# Fix Apache mod_status Page Not Accessible From Remote Hosts

You enable Apache's mod_status module to monitor server performance, but when you try to access https://example.com/server-status from your workstation, you get a 403 Forbidden error. The module is loaded, the configuration is present, but access is denied.

The Default Configuration

The default mod_status configuration restricts access to localhost only:

apache
<Location "/server-status">
    SetHandler server-status
    Require local
</Location>

Require local allows access only from 127.0.0.1, ::1, and localhost. Any request from a remote IP address is denied.

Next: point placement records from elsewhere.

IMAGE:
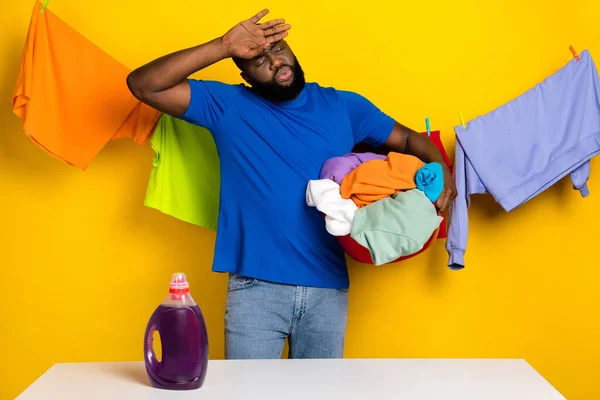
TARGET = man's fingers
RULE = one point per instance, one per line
(276, 30)
(277, 38)
(259, 16)
(270, 24)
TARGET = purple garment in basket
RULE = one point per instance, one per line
(522, 148)
(338, 167)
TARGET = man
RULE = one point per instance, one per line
(288, 276)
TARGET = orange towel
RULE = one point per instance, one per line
(376, 179)
(71, 97)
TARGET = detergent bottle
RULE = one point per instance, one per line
(184, 340)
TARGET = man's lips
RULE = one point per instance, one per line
(284, 74)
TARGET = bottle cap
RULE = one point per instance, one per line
(179, 284)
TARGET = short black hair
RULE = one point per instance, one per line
(239, 62)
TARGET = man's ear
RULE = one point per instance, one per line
(245, 77)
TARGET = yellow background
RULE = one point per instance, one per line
(84, 263)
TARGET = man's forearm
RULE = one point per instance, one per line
(170, 70)
(415, 144)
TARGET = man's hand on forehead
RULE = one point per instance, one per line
(250, 38)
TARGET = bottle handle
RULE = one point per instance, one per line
(150, 355)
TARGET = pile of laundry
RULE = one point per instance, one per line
(385, 203)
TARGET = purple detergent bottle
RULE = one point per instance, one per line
(183, 338)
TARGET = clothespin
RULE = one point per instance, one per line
(574, 53)
(462, 120)
(44, 6)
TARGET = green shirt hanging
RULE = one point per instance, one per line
(185, 177)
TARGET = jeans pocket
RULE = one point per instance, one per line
(238, 283)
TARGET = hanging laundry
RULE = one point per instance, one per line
(185, 178)
(377, 179)
(430, 180)
(395, 226)
(324, 194)
(71, 97)
(522, 148)
(337, 168)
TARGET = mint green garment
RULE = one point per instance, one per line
(185, 177)
(395, 226)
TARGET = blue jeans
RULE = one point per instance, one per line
(261, 315)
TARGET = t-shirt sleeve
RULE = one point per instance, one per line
(209, 101)
(369, 124)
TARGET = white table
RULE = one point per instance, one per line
(347, 379)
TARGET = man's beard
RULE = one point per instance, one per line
(277, 93)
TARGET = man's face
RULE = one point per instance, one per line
(275, 74)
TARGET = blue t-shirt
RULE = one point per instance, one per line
(268, 152)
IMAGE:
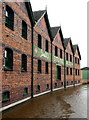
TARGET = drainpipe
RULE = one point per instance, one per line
(51, 69)
(64, 70)
(32, 65)
(73, 72)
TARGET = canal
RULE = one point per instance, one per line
(69, 103)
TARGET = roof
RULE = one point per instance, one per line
(85, 68)
(54, 31)
(76, 47)
(38, 14)
(66, 40)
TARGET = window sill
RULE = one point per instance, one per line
(9, 27)
(7, 69)
(6, 100)
(25, 94)
(23, 70)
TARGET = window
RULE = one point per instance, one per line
(38, 88)
(55, 85)
(47, 86)
(61, 83)
(59, 72)
(60, 53)
(70, 71)
(67, 71)
(25, 91)
(5, 96)
(24, 29)
(75, 60)
(46, 65)
(9, 22)
(78, 72)
(8, 59)
(24, 63)
(78, 61)
(39, 41)
(70, 58)
(66, 56)
(56, 51)
(46, 45)
(39, 66)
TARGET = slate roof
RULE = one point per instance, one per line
(30, 13)
(85, 68)
(66, 40)
(54, 30)
(75, 47)
(37, 14)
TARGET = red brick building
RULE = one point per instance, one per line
(16, 50)
(42, 52)
(77, 58)
(57, 57)
(34, 56)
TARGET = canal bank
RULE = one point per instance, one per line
(64, 103)
(21, 101)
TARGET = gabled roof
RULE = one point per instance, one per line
(38, 15)
(85, 68)
(30, 13)
(76, 47)
(66, 41)
(55, 31)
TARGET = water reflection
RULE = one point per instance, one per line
(69, 103)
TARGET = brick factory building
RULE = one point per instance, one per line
(35, 57)
(85, 75)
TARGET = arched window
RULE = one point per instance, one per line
(24, 62)
(47, 86)
(38, 88)
(5, 96)
(24, 29)
(55, 85)
(8, 59)
(25, 91)
(9, 18)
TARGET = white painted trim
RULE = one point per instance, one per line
(13, 104)
(41, 93)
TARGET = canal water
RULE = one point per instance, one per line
(69, 103)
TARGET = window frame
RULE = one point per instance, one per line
(8, 59)
(39, 41)
(60, 53)
(25, 91)
(46, 67)
(23, 63)
(24, 29)
(9, 20)
(56, 51)
(46, 46)
(39, 66)
(6, 99)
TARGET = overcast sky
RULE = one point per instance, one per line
(72, 16)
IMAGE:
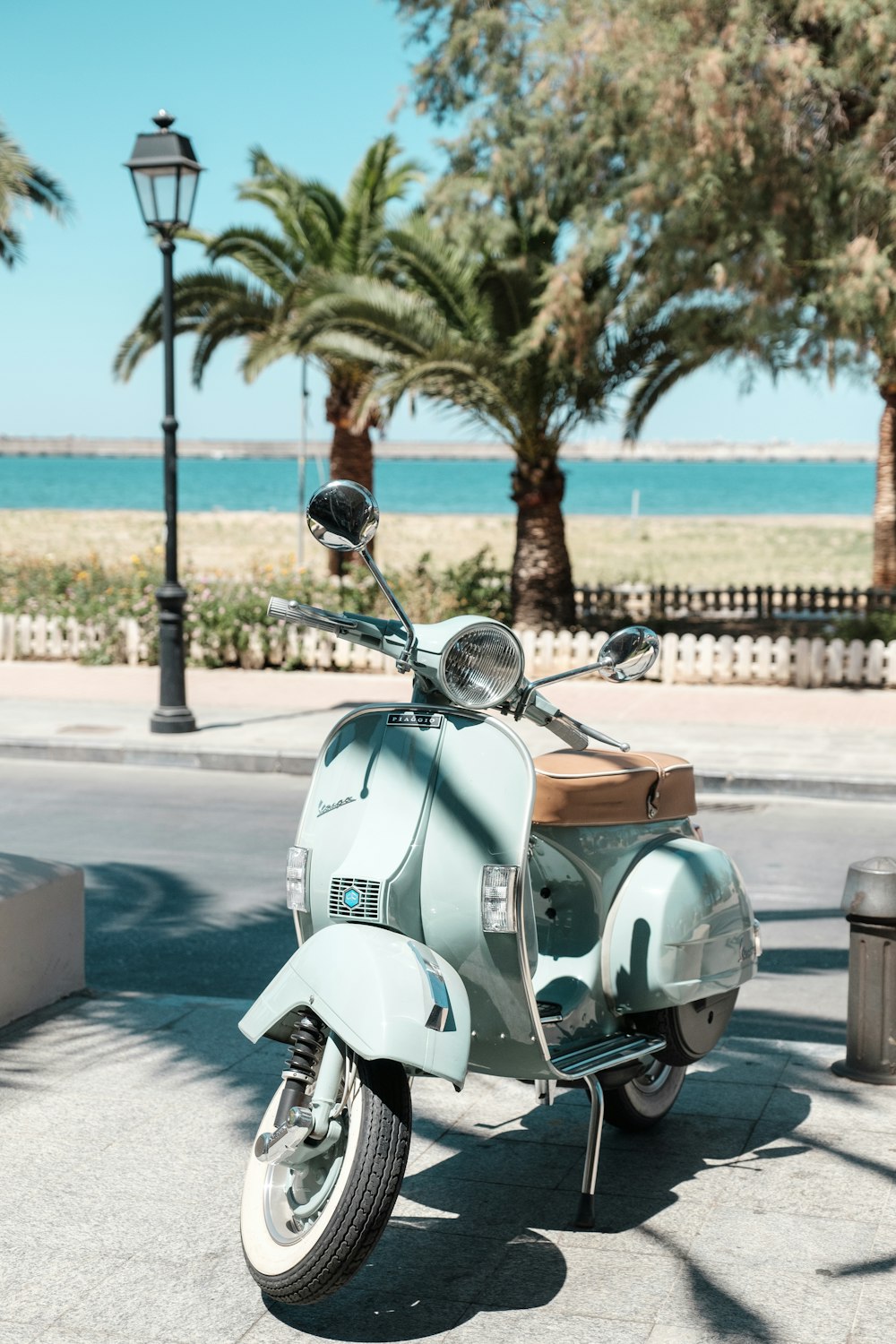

Allowing Access From Specific IPs

To monitor Apache from a remote workstation, add your IP address:

apache
<Location "/server-status">
    SetHandler server-status
    Require local
    Require ip 203.0.113.50
    Require ip 10.0.0.0/8
</Listing>

Or more concisely:

apache
<Location "/server-status">
    SetHandler server-status
    Require ip 203.0.113.50 10.0.0.0/8 127.0.0.1
</Location>

Important: Never use Require all granted for server-status. It exposes detailed information about every active connection, including client IP addresses, request URLs, and server load. This is sensitive operational data.

Enabling Extended Status

To get detailed information about each request (URL, client IP, processing time), enable extended status:

apache
ExtendedStatus On

This must be set in the main server configuration (not in a VirtualHost or .htaccess). Without it, server-status shows only basic worker information without request details.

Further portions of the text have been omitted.